Professor’s program could be valuable tool for students

To catch students who plagiarize, USF faculty have the option of using a program called Safe Assignment through the Blackboard Web site.

Professors have the option of making the program available to everyone, but most choose to keep the site closed to students.

According to the program’s Web site, Safe Assignment is designed specifically for the Blackboard Learning System to help educators detect and provide proof when a paper has been plagiarized.

“We license from the company called My Drop Box, and that is the way they designed it,” Associate Director of Academic Computing Alicia Balsera said.

The program highlights plagiarized material and gives a grade based on a matching score.

According to the site, overall matching score is basically an average of all sentence scores, weighted by sentence length and word frequency and usage.

According to Balsera, students at other universities found that checking stories with a plagiarism program such as Safe Assignment was helpful.

Some students and faculty at USF also think making the program available to students could be a learning tool.
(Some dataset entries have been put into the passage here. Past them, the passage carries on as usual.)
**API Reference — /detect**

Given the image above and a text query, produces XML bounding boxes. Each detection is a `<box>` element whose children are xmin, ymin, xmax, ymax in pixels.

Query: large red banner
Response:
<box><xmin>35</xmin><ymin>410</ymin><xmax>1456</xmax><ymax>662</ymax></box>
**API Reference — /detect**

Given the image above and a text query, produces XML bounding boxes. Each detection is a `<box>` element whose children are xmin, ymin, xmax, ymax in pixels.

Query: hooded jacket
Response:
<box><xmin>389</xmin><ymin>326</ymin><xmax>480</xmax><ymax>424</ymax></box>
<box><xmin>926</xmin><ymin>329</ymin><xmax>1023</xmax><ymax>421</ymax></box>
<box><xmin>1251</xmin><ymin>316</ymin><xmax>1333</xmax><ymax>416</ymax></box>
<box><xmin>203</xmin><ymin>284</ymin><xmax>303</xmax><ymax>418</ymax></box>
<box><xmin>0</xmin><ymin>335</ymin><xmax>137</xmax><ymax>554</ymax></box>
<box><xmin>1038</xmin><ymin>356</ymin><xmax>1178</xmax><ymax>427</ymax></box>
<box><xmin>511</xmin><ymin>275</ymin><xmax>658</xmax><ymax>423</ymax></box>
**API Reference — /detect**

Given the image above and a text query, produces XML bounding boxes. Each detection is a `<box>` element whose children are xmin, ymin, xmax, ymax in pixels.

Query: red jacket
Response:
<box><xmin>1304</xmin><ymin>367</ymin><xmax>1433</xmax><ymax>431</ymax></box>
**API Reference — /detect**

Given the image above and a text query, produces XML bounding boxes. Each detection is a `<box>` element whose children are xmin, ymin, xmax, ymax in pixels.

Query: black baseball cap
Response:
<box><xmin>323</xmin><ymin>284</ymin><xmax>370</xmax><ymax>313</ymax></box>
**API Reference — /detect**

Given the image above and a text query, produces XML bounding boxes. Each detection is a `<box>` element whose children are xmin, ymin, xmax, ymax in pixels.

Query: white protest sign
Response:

“Would you leave the spell check on your Word to the discretion of your instructor and still accept points off on a paper when you spell words wrong?” USF graduate student Charles O’Brien said. “Technology like this is meant to help students become self-sufficient and to learn what constitutes plagiarism.”

But sociology professor Rebecca Hensley said students don’t need to use the program because they should already know about plagiarism.

“If you haven’t plagiarized then you won’t have to check it,” Hensley said. “It’s remarkably easy to tell sometimes that someone has plagiarized because you will be reading and it will sound one way and then all of a sudden it won’t.”

To combat plagiarism, some professors try other teaching methods.

“(Safe Assignment) is a bad way to go,” English graduate student and teaching associate Toni Francis said. “I think it’s better to teach instructors how to come up with new and challenging and exciting writing assignments, rather than asking students to write the same paper on abortion or capital punishment. A lot of it is not learning how to cite correctly, it’s unintentional plagiarism, where students need to learn how it is you document information you get from other sources. But the problem is that teachers are giving the same assignments over and over again. If you create new and challenging assignments, then you don’t have a problem with plagiarism.”